Evolocumab is a human monoclonal antibody that is still in clinical trials. Previous clinical trials have shown that evolocumab along with diet and statins lowers patient’s LDL levels. Evolocumab is a proprotein convertase subtilisin/kexin type 9 inhibitor, which leads to more low-density lipoprotein (LDL) receptors on the liver to uptake circulating LDL.1 Proprotein convertase subtilisin/kexin type 9 gene codes for proteins to regulate the amount of cholesterol in the bloodstream by controlling the amount of LDL receptors on a cell’s surface.2

Primary Outcome Measure: The primary end point was the efficacy and incidence of adverse events.

Title: Efficacy and Safety of Evolocumab in Reducing Lipids and Cardiovascular Events3
Design An open-label randomized controlled study
Objective To determine the efficacy and safety of evolvcumab
Study groups Evolocumab plus standard therapy
Standard therapy alone
Methods Patients were randomly assigned in a 2:1 ratio.
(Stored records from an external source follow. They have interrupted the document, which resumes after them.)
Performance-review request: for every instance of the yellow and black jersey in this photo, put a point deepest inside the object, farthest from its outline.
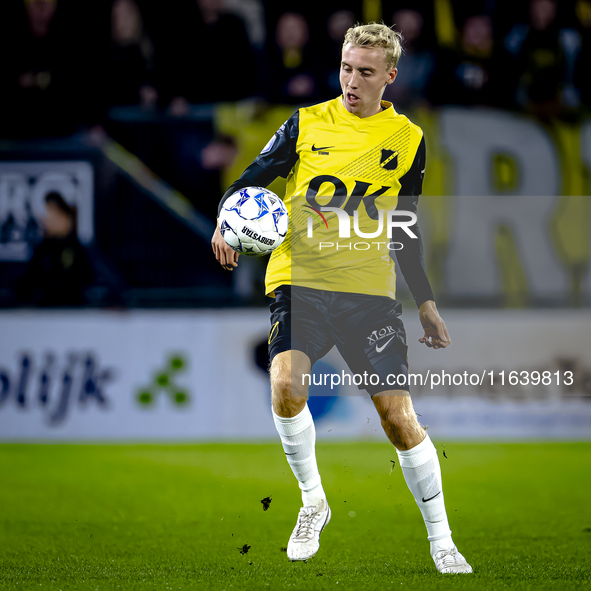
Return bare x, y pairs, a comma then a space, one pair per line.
363, 167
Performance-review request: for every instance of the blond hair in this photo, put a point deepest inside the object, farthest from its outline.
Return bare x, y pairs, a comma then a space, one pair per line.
377, 35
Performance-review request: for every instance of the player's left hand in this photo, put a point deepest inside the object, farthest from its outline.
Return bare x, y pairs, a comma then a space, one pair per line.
436, 335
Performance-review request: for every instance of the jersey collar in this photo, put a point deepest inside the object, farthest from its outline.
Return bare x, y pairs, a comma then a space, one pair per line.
386, 112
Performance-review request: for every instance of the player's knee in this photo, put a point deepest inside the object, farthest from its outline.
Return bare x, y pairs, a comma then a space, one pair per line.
285, 385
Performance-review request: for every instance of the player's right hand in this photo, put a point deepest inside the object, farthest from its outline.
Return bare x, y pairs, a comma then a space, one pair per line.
226, 256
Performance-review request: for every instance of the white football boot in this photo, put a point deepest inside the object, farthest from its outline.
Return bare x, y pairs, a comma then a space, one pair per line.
305, 538
451, 561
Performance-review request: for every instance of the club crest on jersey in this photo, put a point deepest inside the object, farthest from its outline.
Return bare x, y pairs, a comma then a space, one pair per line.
378, 335
389, 159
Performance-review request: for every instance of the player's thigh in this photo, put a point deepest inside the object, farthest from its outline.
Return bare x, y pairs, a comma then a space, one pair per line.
373, 342
298, 323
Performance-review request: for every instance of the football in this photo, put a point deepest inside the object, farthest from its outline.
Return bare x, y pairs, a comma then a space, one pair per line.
254, 221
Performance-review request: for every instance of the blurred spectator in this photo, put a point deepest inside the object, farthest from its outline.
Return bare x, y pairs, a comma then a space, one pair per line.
46, 82
582, 79
209, 44
540, 64
474, 74
329, 58
130, 68
292, 62
417, 63
61, 271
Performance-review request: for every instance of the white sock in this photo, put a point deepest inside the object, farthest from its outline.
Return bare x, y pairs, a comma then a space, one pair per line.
420, 466
298, 437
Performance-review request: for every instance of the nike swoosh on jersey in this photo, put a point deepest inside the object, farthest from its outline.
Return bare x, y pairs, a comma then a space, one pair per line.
380, 349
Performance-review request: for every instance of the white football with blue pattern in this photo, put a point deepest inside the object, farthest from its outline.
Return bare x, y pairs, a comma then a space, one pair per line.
254, 221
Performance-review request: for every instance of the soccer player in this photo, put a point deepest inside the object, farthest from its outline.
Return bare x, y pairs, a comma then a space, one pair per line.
354, 153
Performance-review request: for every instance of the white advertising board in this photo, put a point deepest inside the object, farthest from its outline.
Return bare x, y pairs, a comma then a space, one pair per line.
192, 375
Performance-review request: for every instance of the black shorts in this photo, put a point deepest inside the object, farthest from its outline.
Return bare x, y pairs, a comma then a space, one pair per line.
367, 330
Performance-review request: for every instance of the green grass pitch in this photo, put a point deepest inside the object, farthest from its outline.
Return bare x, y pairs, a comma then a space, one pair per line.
169, 517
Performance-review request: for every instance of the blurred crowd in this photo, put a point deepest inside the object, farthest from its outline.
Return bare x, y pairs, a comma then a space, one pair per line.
69, 66
69, 62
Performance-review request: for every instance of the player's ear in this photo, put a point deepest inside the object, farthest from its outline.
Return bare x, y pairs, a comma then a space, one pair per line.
392, 75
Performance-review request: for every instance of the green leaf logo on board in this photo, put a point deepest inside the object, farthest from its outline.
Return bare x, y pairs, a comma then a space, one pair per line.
164, 382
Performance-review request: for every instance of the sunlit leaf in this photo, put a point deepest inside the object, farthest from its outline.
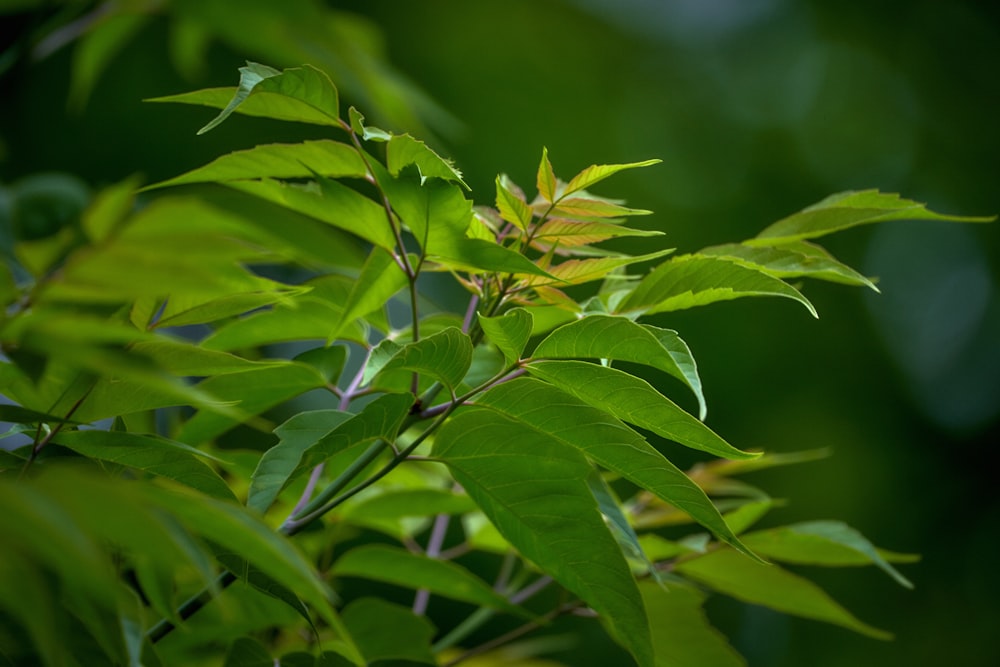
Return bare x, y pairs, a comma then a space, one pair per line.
533, 489
633, 400
730, 573
620, 339
398, 566
697, 280
849, 209
509, 332
551, 414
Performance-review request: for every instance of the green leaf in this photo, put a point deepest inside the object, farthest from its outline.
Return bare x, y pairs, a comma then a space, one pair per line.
389, 632
330, 202
445, 356
509, 332
552, 414
328, 158
849, 209
301, 93
696, 280
533, 489
620, 339
279, 462
730, 573
682, 635
512, 207
635, 401
822, 543
149, 453
598, 172
402, 568
251, 392
793, 260
546, 179
403, 150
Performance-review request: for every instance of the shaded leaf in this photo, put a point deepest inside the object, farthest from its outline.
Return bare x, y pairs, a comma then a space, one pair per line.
634, 400
620, 339
402, 568
533, 489
849, 209
730, 573
697, 280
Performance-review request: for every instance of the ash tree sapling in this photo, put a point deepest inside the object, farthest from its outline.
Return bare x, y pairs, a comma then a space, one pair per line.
516, 430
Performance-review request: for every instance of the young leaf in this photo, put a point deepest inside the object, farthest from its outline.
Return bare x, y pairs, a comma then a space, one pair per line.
149, 453
533, 489
328, 158
633, 400
696, 280
388, 632
682, 635
620, 339
509, 332
822, 543
598, 172
730, 573
398, 566
279, 462
551, 414
849, 209
546, 179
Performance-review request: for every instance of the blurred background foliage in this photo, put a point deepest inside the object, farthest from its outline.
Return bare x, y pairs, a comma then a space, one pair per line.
758, 108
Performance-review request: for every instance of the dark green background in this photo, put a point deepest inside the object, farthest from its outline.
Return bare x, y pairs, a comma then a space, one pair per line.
758, 108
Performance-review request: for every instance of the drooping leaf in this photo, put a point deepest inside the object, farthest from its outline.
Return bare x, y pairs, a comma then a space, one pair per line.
446, 356
398, 566
280, 461
730, 573
598, 172
512, 208
620, 339
388, 632
682, 635
149, 453
635, 401
822, 543
554, 415
697, 280
793, 260
849, 209
533, 489
509, 332
328, 158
Evolocumab was administered subcutaneously at a dose of 420 mg once a month and, on the basis of patient choice, at a dose of either 140 mg every 2 weeks or 420 mg once a month.
Duration 1 year
Baseline Characteristics Male 50%
Female 50%
North America 47%
Europe 40.5%
Asia or South Africa 12.4%
Results The rate of cardiovascular events at 1 year was reduced from 2.18% in the standard-therapy group to 0.95% in the evolocumab group (P=0.003). As compared with standard therapy alone, evolocumab reduced the level of LDL cholesterol by 61%, from a median of 120 mg per deciliter to 48 mg per deciliter (P<0.001). Serious adverse events occurred in 222 patients (7.5%) in the evolocumab group and in 111 patients (7.5%) in the standard-therapy group.
Adverse Events Common Adverse Events: Arthralgia 4.6%, headache 3.6%, limb pain 3.3%
Serious Adverse Events: Alanine or aspartate aminotransferase elevation 1%, creatinine kinase elevation 0.6%
Percentage that Discontinued due to Adverse Evens: 2.4%
Study Author Conclusions The use of evolocumab plus standard therapy, as compared with standard therapy alone, significantly reduced LDL cholesterol levels and reduced the incidence of cardiovascular events in a prespecified but
exploratory analysis. The rate of adverse events were reported more frequently in the evolocumab group than in the standard therapy group.

This clinical trial has shown that standard therapy along with evolocumab is effective in lowering LDL levels and reducing cardiovascular events. This drug has not been approved by the Food and Drug Administration yet, but with more clinical trials showing its effectiveness evolocumab could be used to help reduce LDL levels. The incidence of adverse events was higher in the evolocumab group than the standard therapy group.


1. Blom D, Hala T, Bolognese M. A 52-Week Placebo-Controlled Trial of Evolocumab in Hyperlipidemia. New England Journal of Medicine. 2014;370(19):1809-1819. doi:10.1056/nejmoa1316222.
2. Genetics Home Reference. PCSK9 gene. 2015. Available at: Accessed March 18, 2015.
3. Sabatine M, Giugliano R, Wiviott S. Efficacy and Safety of Evolocumab in Reducing Lipids and Cardiovascular Events. New England Journal of Medicine. 2015:150315080057008. doi:10.1056/nejmoa1500858.